Honour the dead, ban the bomb


On August 9th, 1945, President Harry Truman delivered a radio address from the White House. "The world will note," he said, "that the first atomic bomb was dropped on Hiroshima, a military base." That bomb, the grotesquely named Little Boy, fell 70 years ago today and was followed by one in Nagasaki three days later – some 450,000 are believed to have died in the bombings and their lingering aftermath. On August 15th, Emperor Hirohito announced Japan's surrender to a shattered nation.

Truman did not continue to insist on the “military” nature of the target as evidence of the scale of the inevitable civilian deaths began to come in, but would remain adamant that the bombs shortened the war and saved the half million US lives that an invasion would, he suggested, have resulted in. A panel of military experts set up by him, however, put the latter likely toll at some 40,000, while there have been strong suggestions that a Japanese surrender was imminent anyway.

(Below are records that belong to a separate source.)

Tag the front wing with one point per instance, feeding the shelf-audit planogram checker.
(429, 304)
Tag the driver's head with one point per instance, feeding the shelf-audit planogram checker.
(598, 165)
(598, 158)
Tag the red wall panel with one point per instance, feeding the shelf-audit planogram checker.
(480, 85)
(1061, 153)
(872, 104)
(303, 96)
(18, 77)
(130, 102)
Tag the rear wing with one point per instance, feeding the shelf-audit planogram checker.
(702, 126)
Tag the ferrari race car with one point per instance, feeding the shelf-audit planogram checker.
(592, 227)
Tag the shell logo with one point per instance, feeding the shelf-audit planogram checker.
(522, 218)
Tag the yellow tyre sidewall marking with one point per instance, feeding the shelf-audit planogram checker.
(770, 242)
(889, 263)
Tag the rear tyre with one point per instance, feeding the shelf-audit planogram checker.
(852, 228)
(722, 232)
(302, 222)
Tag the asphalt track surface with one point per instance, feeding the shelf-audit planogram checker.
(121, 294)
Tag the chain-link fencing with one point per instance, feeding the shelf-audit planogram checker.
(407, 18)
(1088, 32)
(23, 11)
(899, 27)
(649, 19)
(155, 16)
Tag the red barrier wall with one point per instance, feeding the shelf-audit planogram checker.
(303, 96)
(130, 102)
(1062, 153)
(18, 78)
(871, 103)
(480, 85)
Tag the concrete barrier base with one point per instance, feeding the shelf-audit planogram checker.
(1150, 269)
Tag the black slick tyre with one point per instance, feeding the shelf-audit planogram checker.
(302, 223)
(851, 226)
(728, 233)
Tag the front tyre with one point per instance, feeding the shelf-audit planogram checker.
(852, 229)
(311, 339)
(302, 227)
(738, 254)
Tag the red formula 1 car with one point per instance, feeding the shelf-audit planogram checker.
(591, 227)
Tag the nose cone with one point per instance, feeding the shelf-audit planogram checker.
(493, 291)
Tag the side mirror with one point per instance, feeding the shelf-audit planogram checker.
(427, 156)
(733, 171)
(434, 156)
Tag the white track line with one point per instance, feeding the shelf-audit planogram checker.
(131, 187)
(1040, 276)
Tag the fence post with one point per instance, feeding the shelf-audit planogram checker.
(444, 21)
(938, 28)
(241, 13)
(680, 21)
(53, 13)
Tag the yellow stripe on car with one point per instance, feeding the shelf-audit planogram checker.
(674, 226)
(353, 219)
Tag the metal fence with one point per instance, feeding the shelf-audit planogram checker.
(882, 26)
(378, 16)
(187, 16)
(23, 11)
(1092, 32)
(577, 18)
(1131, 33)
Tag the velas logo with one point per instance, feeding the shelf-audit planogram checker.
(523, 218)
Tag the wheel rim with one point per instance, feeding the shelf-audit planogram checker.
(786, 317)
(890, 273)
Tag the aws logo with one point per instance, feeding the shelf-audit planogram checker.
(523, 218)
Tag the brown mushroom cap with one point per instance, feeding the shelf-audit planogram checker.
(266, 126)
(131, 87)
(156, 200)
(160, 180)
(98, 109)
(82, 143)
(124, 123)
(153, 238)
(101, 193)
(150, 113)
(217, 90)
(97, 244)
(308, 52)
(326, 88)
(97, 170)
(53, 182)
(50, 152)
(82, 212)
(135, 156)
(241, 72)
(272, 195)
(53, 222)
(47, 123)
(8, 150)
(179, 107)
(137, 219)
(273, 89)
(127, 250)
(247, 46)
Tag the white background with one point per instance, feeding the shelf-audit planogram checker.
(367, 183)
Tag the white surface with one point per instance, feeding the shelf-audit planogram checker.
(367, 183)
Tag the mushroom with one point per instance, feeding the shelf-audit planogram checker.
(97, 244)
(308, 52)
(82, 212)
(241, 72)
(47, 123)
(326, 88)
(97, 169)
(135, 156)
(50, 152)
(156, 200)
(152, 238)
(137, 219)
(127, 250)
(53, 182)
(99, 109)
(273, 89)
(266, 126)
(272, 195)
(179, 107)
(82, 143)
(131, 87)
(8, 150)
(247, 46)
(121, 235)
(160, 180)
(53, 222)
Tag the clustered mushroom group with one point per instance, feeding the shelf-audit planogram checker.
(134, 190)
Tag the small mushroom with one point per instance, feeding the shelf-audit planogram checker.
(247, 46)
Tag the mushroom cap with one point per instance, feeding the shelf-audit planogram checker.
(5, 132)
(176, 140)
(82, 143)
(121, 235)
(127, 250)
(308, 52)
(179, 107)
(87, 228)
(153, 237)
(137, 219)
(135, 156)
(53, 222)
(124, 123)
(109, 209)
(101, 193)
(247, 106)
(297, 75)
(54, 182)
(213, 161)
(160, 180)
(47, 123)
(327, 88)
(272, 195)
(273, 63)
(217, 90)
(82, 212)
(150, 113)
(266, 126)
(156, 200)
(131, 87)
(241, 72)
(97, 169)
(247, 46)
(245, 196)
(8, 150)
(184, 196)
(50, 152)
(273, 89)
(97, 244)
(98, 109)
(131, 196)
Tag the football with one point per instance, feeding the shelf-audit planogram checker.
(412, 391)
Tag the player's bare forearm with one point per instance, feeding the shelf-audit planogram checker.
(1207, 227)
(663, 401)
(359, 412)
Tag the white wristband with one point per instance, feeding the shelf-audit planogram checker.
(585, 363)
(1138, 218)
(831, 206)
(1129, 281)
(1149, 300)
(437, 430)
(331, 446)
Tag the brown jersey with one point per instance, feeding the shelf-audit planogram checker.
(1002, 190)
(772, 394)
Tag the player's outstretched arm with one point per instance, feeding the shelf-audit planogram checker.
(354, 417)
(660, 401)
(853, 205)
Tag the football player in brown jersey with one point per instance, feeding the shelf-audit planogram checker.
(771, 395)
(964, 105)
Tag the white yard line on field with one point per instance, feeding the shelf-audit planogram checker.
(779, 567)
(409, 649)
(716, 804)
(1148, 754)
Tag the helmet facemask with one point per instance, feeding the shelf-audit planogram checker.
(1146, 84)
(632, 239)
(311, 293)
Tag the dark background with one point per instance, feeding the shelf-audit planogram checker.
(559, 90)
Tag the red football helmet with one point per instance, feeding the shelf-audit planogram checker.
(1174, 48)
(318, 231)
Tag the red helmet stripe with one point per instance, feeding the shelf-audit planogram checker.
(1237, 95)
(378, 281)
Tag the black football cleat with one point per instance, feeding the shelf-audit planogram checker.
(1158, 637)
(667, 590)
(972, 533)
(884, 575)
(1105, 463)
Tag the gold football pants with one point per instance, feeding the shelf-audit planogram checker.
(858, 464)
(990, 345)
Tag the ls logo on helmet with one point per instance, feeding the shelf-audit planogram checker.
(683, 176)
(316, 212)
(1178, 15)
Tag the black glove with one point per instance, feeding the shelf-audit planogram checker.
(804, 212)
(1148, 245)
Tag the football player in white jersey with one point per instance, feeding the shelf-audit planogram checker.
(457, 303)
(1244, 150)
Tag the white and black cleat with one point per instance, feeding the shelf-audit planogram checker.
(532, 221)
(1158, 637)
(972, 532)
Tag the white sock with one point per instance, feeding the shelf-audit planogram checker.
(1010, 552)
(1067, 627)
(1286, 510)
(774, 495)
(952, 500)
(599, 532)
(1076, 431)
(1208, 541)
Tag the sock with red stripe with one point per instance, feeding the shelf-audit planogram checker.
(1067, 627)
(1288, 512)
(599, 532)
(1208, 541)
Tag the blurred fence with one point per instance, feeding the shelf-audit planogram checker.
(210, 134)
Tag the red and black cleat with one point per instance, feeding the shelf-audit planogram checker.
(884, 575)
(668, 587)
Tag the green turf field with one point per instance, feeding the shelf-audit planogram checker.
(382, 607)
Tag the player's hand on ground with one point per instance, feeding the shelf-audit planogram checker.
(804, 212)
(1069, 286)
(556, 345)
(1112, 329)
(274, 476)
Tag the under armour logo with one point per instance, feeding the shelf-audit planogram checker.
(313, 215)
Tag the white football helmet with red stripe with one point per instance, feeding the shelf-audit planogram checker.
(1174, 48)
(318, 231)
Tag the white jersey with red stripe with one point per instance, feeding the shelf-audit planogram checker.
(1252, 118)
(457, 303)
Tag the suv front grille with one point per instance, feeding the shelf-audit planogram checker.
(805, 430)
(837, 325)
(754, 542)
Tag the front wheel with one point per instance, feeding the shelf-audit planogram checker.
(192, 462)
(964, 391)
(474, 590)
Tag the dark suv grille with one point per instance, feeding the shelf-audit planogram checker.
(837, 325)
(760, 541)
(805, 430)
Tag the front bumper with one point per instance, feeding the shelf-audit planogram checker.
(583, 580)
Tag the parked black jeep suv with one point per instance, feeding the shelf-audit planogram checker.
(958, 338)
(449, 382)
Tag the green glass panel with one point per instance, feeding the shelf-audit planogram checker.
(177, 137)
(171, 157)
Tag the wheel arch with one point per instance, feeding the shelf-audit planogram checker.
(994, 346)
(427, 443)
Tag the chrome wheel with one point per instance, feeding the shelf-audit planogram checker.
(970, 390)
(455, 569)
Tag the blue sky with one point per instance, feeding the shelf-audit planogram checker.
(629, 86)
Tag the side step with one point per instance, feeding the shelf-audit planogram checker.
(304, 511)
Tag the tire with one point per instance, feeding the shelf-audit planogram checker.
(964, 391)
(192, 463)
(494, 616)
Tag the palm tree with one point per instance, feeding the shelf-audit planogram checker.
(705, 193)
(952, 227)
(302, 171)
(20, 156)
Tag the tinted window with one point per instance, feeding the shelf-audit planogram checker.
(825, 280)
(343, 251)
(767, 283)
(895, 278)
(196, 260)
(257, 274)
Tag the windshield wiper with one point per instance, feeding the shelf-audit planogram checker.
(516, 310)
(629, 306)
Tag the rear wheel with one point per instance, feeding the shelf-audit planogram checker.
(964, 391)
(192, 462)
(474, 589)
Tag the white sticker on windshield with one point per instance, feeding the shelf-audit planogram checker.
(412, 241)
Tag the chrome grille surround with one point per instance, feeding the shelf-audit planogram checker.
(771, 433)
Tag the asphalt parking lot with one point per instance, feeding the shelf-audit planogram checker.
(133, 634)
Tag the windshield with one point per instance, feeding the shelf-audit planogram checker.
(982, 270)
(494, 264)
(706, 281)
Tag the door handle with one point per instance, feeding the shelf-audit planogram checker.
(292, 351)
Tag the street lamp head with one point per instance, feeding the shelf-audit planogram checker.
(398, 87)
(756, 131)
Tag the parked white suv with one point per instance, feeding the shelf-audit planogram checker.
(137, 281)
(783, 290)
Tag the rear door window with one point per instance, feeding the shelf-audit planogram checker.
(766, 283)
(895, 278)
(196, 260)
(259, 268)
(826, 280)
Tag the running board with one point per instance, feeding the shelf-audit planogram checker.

In retrospect it would seem impossible not to see the bombings of Hiroshima and Nagasaki as the mass indiscriminate killing of civilians – war crimes – and even at the time, although mired in a long and costly war, it is worth recalling that Truman was opposed by six of the US’s seven five-star generals and admirals. Admiral William Leahy considered the bombings “barbarous” and a violation of “every Christian ethic I have ever heard of and all of the known laws of war.”

Have we learned the lessons? Hardly. The legacy of that day is still very much still with us, a deadly shadow over our world that during the Cuban missile crisis inspired a global fear of imminent nuclear annihilation. Nine states possess between them 15,695 nuclear weapons, the US and Russia, 14,600 . Three others appear able to develop them. Little Boy's 15 kiloton destructive power has been multiplied a thousandfold in individual weapons – before the International Test Ban Treaty the US tested a 15 megaton bomb, while Russia (the Soviet Union), one of 50 megatons.


The fear today is less the likelihood of an exchange between the two giants, and more the proliferation of such weapons to "rogue" states like North Korea, the danger of them falling into terrorist hands, and the deeply destabilising effect on regional politics of the possession of weapons by states like Israel and Pakistan.

Ireland’s call, as part of the New Agenda Coalition (including Brazil, Egypt, Mexico, New Zealand, and South Africa), for an international treaty to ban nuclear weapons was never more important. There are treaties prohibiting biological and chemical weapons, landmines and cluster munitions, but none for nuclear weapons. There would be no more fitting tribute to the dead of Hiroshima than on this day to pledge a renewed commitment to kickstart the stalled international disarmament process for just such a treaty.